A similar question has been asked before (not by me), without an answer:
https://groups.google.com/forum/?hl=en#!topic/slurm-devel/4xkvs0dgYu8
Specifically - suppose I have a gpu cluster, 2 gpus per node, where some
gpus might or might not function correctly (due to heat/fw
issues/malfunction/...), so some nodes might only present 1 gpu, and
others no gpu at all.
Using a gres.conf file with device nodes allows slurm to bind devices to
jobs.
The question is - does slurm also use the dev files to track the
availability of the cards?
I do not wish to drain any nodes with failing cards - just let slurm
know about this dynamically so jobs requesting gpus are properly
scheduled, while other jobs can use the "bad" nodes.

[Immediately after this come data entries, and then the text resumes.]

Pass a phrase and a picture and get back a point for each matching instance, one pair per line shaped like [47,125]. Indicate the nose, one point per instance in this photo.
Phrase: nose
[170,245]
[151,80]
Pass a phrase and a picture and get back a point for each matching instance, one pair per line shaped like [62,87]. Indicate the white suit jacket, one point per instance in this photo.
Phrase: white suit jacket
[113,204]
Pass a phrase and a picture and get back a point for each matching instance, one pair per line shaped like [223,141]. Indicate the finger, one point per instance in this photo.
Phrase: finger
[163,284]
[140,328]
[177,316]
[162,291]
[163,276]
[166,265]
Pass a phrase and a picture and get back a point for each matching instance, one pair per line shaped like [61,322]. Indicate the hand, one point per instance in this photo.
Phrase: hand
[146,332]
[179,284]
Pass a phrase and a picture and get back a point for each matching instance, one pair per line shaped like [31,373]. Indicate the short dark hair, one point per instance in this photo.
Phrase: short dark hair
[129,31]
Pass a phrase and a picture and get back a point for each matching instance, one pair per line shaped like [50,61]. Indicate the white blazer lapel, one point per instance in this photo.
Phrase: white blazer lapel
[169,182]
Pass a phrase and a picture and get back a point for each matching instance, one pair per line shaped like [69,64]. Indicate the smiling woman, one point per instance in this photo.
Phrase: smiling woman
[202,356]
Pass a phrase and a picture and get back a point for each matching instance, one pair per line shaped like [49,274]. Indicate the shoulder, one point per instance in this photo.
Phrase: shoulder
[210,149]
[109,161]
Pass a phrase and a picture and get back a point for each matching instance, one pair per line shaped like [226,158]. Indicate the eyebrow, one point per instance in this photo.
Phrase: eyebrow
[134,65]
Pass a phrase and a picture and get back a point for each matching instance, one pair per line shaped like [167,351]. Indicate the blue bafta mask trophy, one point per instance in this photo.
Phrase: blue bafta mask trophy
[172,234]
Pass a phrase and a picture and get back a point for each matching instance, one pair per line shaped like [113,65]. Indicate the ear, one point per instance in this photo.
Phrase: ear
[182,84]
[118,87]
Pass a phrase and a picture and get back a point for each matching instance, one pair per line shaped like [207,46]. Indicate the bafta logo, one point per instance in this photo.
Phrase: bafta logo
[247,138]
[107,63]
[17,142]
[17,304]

My healthcheck agent on the nodes can add/remove device files for any
gpu based on it's thresholds.
Based on the above I would expect the following 4 configuration
considerations:
1. gres.conf statically holds the "optimal" gpu deployment (assume all
is well)
2. slurm.conf GresTypes=gpu
3. slurm.conf NodeName Gres=gpu:2 <-- This will presumably drain any
node with less than 2 gpus ?
4. FastSchedule=0 <-- Together with NO gres in the NodeName line to
ensure nodes do not drain needlessly.
Is that correct?
Are there better solutions to dynamically track availability of resources?
Currently with LSF we are using a custom elim script to let lsf know
about the availability of the resources.